McCullough admirably paints a picture of the Wrights’ determined and methodical style of working and connects it to their background and personal characteristics. This tells us about the brothers, but not about the achievement for which they are known. For example, their background as bicycle mechanics seems limited in McCullough’s account to familiarity with careful mechanical engineering; he argues that the brothers maintained their business (spending significant time on it, in fact) in order to finance their flying experiments. What he doesn’t explain is how having designed bicycles influenced the design and construction (or stability) of the Wrights’ unique aircraft.
Very interesting, though, is McCullough’s documentation of the Wrights’ observation of birds. Unlike earlier pioneers of flight, who were misled by trying to fly like birds, crucially the Wright brothers studied how birds glided using the air rather than how they produced power by flapping.

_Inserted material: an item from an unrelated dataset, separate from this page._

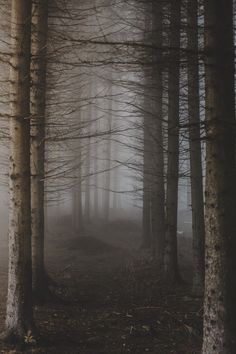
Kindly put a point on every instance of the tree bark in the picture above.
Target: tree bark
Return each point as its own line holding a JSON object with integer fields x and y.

Nevertheless, this account does not spend much time on the engineering details of the brothers’ work. The reader cannot really evaluate how the knowledge of the Wrights changed over time as a result of their many largely private experiments, including, as McCullough tells us, their small, privately built wind tunnel,
unprecedented at that time. Although, admirably, he does paint a picture of the Wrights’ connection to other pioneers such as Chanute, Langley and Blériot, McCullough does not give the reader a clear understanding of how the Wrights’ knowledge fit into aviation expertise at the time (apart from the fact that some existing knowledge proved inaccurate). If you want to know what the brothers contributed to aeronautics, you will need a different book. One possibility is the much more technical study based on the Wrights’ aircraft, written by Peter Jakab of the Smithsonian in 2014.
What McCullough’s human focus allows him to do well is to tell the story of the Wrights’ reception: in France, where the Wrights were first seen as fakers but soon embraced, in Dayton and in the United States. He contrasts well the frenzied public interest in flight with the brothers’ indifference to public acclaim. And he clarifies that, although the Smithsonian was infamously opposed to the Wrights’ claim for precedence, the US war department gave the Wrights a contract in 1908, which included public demonstrations that attracted attention from many civil servants in Washington DC. McCullough’s exploitation of a relatively unknown archive turns up important details about the lives of the Wrights, giving us further insight into the men who made the world’s first flight and their time.
Hermione Giffard is a historian of technology, whose PhD thesis was on the history of the jet engine.